タックスヘイブンの利用は必ずしも違法ではないが、大企業や富裕層が合法的に納税を回避することで国家の税収が減少し、「多くの市民や中小企業にしわ寄せがいく」という批判は根強い。一方で「個人として無駄な税金納めないのって普通じゃね?」(堀江貴文氏)などと、合理的で正当だとする見方もある。
南ドイツ新聞が入手し、ICIJメンバーが取材・分析
「パナマ文書」とは、中米パナマの法律事務所「モサック・フォンセカ」(MF社)から流出した内部資料として作成した1150万点の電子ファイルを指し、ファイルのサイズは約2.6テラバイトに及ぶ。

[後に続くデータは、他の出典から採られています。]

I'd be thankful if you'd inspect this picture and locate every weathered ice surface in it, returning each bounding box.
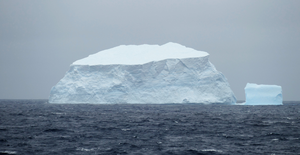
[244,83,283,105]
[49,43,236,104]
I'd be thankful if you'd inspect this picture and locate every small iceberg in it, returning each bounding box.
[243,83,283,105]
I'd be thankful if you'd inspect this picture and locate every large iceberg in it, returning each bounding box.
[244,83,283,105]
[49,42,236,104]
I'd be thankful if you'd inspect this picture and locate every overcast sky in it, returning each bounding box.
[1,0,300,101]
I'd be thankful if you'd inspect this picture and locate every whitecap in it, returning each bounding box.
[121,128,131,131]
[202,149,223,153]
[76,148,95,152]
[0,151,17,154]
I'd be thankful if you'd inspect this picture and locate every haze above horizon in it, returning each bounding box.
[0,0,300,100]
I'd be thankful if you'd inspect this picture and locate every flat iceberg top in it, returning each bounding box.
[72,42,209,65]
[245,83,282,90]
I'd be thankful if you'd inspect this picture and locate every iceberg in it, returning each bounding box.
[49,42,236,104]
[244,83,283,105]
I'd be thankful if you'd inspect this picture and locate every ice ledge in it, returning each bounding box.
[236,102,283,105]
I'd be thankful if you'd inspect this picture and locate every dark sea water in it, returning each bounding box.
[0,100,299,155]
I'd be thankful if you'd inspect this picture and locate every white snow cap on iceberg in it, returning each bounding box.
[244,83,283,105]
[72,42,209,65]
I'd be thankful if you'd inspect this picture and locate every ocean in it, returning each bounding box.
[0,100,299,155]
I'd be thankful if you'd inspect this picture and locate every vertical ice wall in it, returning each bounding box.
[244,83,283,105]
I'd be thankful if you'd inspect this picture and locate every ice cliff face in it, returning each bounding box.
[49,42,236,104]
[244,83,283,105]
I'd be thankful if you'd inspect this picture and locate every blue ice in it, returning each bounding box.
[244,83,283,105]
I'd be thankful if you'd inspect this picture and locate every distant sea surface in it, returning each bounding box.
[0,100,299,155]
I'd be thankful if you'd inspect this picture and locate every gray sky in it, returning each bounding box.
[1,0,300,101]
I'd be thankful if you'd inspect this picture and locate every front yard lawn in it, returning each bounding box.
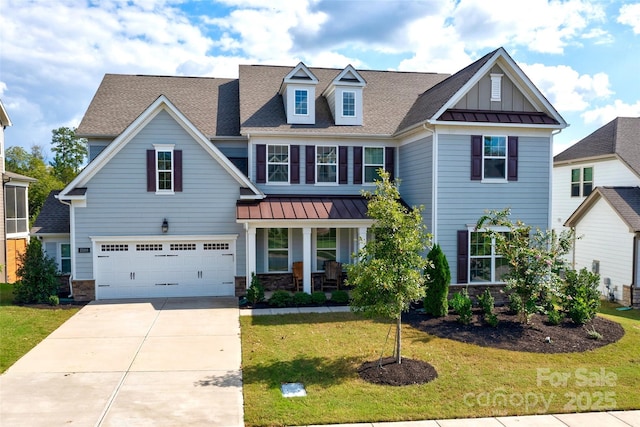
[241,302,640,427]
[0,283,80,373]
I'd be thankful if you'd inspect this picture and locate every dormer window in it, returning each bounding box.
[280,62,318,125]
[491,73,503,102]
[294,89,308,115]
[323,65,366,126]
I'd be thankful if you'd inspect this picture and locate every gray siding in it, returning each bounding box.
[88,140,111,162]
[398,136,433,232]
[73,110,246,278]
[436,133,551,278]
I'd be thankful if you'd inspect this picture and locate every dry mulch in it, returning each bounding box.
[358,357,438,386]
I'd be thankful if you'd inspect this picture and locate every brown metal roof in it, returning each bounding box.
[237,195,370,221]
[438,109,559,125]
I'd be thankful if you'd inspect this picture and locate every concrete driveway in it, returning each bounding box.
[0,297,243,426]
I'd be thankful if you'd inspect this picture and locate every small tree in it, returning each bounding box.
[476,208,572,323]
[14,239,59,304]
[561,268,600,324]
[347,170,431,364]
[423,244,450,317]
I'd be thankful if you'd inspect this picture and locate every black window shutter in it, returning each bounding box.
[353,146,363,184]
[256,144,266,183]
[339,146,348,184]
[306,145,315,184]
[508,136,518,181]
[290,145,300,184]
[385,147,395,179]
[457,230,469,283]
[146,150,155,192]
[471,135,482,180]
[174,150,183,192]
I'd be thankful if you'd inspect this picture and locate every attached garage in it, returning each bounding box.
[91,236,237,299]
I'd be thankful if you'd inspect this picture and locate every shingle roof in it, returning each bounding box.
[598,187,640,231]
[554,117,640,173]
[32,190,70,234]
[238,65,450,136]
[76,74,240,138]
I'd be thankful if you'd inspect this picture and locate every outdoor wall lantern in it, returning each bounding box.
[162,218,169,233]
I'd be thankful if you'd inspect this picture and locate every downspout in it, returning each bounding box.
[58,198,74,298]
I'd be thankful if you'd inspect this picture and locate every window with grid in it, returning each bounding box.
[469,231,510,283]
[316,146,337,183]
[571,167,593,197]
[483,136,507,179]
[5,186,28,234]
[267,145,289,183]
[342,91,355,117]
[316,228,337,270]
[60,243,71,274]
[267,228,288,272]
[364,147,384,183]
[294,89,308,115]
[157,150,173,191]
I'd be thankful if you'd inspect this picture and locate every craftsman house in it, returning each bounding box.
[553,117,640,305]
[49,47,566,300]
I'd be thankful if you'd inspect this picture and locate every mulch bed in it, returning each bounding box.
[404,306,625,354]
[358,357,438,386]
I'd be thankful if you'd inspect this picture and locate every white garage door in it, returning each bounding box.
[94,238,236,299]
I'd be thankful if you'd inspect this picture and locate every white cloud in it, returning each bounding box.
[618,3,640,34]
[521,63,612,112]
[581,99,640,125]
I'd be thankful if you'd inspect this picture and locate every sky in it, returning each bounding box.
[1,0,639,160]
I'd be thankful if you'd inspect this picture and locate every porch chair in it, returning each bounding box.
[322,260,342,291]
[292,261,303,292]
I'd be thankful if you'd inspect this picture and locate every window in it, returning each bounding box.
[342,91,355,117]
[483,136,507,179]
[316,228,337,269]
[5,186,28,235]
[294,89,308,115]
[364,147,384,183]
[268,228,288,272]
[469,231,509,283]
[316,146,337,183]
[571,167,593,197]
[60,243,71,274]
[267,145,289,183]
[156,148,173,192]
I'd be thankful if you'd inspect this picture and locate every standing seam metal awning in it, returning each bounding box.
[236,195,370,221]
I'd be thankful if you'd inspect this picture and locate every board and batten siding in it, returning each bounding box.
[398,135,433,233]
[573,198,633,301]
[436,133,551,281]
[73,110,246,279]
[552,159,640,234]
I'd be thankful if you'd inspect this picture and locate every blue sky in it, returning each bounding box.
[1,0,639,158]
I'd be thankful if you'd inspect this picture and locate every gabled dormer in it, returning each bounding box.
[322,65,366,126]
[279,62,318,125]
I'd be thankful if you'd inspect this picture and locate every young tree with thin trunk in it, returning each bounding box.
[347,170,431,364]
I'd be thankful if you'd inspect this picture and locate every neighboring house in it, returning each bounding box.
[53,47,566,301]
[1,99,36,283]
[553,117,640,305]
[32,190,71,275]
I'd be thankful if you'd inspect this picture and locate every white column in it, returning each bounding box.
[357,227,368,254]
[303,227,312,293]
[246,225,256,289]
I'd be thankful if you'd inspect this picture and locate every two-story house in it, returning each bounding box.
[51,47,566,301]
[553,117,640,305]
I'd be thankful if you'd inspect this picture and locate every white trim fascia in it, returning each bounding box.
[90,234,239,243]
[279,62,319,94]
[241,130,394,140]
[0,99,12,127]
[60,95,264,199]
[34,233,70,239]
[236,219,373,228]
[553,154,617,167]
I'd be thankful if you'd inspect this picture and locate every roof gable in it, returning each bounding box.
[0,99,11,127]
[61,95,263,199]
[565,186,640,232]
[32,190,69,235]
[281,62,319,88]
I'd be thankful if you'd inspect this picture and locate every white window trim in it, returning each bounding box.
[342,91,356,117]
[59,242,71,274]
[315,145,338,185]
[468,225,509,284]
[154,144,175,195]
[294,89,309,116]
[266,144,290,184]
[481,135,508,183]
[266,227,291,273]
[313,228,339,271]
[363,146,385,185]
[5,184,29,237]
[570,166,593,198]
[490,73,503,102]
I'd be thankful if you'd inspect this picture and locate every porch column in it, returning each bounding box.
[303,227,312,293]
[246,225,256,289]
[357,227,368,254]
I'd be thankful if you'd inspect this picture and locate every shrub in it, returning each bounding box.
[423,244,450,317]
[547,308,562,325]
[477,288,495,315]
[330,290,350,305]
[586,326,603,340]
[246,273,265,306]
[268,290,293,307]
[450,289,472,325]
[293,292,313,306]
[508,293,523,315]
[311,291,327,305]
[13,239,59,304]
[485,313,499,327]
[47,295,60,306]
[561,268,600,325]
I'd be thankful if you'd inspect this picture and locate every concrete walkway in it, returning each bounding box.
[0,297,242,427]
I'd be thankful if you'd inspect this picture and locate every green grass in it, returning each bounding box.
[241,303,640,427]
[0,283,80,373]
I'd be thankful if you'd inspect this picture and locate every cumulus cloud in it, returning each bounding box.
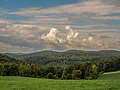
[0,0,120,52]
[82,36,103,46]
[39,25,120,50]
[41,28,60,44]
[40,26,105,50]
[82,36,94,42]
[0,23,120,52]
[40,26,79,44]
[66,26,79,41]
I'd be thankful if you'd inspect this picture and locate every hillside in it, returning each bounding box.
[3,50,120,66]
[0,53,24,64]
[4,50,120,58]
[0,54,16,63]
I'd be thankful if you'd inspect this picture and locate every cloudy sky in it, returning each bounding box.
[0,0,120,52]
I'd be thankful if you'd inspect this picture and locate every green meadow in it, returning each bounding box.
[0,71,120,90]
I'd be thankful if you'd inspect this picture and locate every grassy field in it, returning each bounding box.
[0,71,120,90]
[98,71,120,80]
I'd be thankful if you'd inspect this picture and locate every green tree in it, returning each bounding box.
[72,70,82,79]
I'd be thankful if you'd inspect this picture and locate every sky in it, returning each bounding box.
[0,0,120,52]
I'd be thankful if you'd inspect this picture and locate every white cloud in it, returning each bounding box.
[40,25,120,50]
[92,16,120,20]
[65,26,79,41]
[41,28,60,44]
[0,19,12,24]
[18,17,71,25]
[40,26,79,45]
[0,23,120,51]
[1,0,120,52]
[6,0,120,27]
[0,23,52,40]
[82,36,94,42]
[82,36,105,49]
[9,0,119,17]
[0,42,33,53]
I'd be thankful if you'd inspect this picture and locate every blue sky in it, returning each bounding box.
[0,0,79,10]
[0,0,120,52]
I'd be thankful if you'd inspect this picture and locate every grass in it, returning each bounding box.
[0,71,120,90]
[98,71,120,80]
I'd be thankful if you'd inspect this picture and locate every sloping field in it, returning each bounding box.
[98,71,120,80]
[0,75,120,90]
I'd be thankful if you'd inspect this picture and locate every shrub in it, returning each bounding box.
[47,73,54,79]
[72,70,82,80]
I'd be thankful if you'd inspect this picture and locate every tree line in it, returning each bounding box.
[0,57,120,80]
[21,50,120,66]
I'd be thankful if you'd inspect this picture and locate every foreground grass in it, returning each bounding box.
[0,72,120,90]
[0,77,119,90]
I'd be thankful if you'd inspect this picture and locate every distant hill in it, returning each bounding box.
[0,54,16,63]
[4,50,120,58]
[3,51,60,58]
[3,50,120,66]
[3,53,24,57]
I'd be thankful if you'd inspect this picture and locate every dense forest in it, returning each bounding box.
[0,50,120,80]
[4,50,120,66]
[0,54,16,63]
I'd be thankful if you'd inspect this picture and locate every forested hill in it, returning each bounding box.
[0,51,120,80]
[3,50,120,66]
[4,50,120,58]
[0,54,16,63]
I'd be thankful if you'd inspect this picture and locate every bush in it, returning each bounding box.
[72,70,82,79]
[47,73,54,79]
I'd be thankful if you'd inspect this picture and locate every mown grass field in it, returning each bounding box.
[0,71,120,90]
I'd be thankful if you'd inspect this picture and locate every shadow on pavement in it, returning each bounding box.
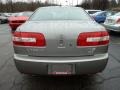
[109,31,120,37]
[21,75,102,90]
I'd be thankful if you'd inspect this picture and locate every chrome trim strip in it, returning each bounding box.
[14,53,108,63]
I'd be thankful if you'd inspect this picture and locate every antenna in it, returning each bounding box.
[77,0,78,5]
[72,0,73,6]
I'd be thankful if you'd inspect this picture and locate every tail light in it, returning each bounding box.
[11,21,18,23]
[77,31,109,46]
[13,32,46,47]
[116,19,120,24]
[12,20,26,23]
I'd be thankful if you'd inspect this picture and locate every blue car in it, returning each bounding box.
[92,11,116,23]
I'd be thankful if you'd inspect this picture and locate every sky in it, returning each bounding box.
[1,0,118,5]
[46,0,83,5]
[1,0,83,5]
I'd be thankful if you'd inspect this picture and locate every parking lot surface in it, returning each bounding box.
[0,24,120,90]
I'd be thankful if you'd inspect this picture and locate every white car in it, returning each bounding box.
[104,12,120,32]
[0,13,8,24]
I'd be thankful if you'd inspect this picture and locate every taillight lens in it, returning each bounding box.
[116,19,120,24]
[77,31,109,46]
[13,32,46,47]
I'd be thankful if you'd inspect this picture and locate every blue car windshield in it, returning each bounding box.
[92,12,105,16]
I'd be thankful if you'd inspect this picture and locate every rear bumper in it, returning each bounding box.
[14,53,108,75]
[103,24,120,32]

ICIJには約80か国から約400人の記者が参加。日本からは朝日新聞と共同通信から参加している。パナマ文書は南ドイツ新聞が入手し、ICIJがその内容をデータベース化。そのデータベースを活用してICIJメンバーが取材・分析を進めてきた。それに基づいて4月上旬から報道が始まり、アイスランドのグンロイグソン首相(当時)が辞任に追い込まれたほか、英国のキャメロン首相の亡父の名前も「パナマ文書」に名前があったとして国内世論の批判を浴びた。これに加えて、英国の金融行為監督機構(FCA)は金融機関20社に対して、パナマ文書関連の取引に関与していないか調査を要請している。
今回ウェブサイト上で公開されたのは、法人の名前や住所など。日本関連では伊藤忠商事、丸紅、ソフトバンク、楽天の三木谷浩史社長らの名前が挙がっている。契約書類そのものは公開されていない。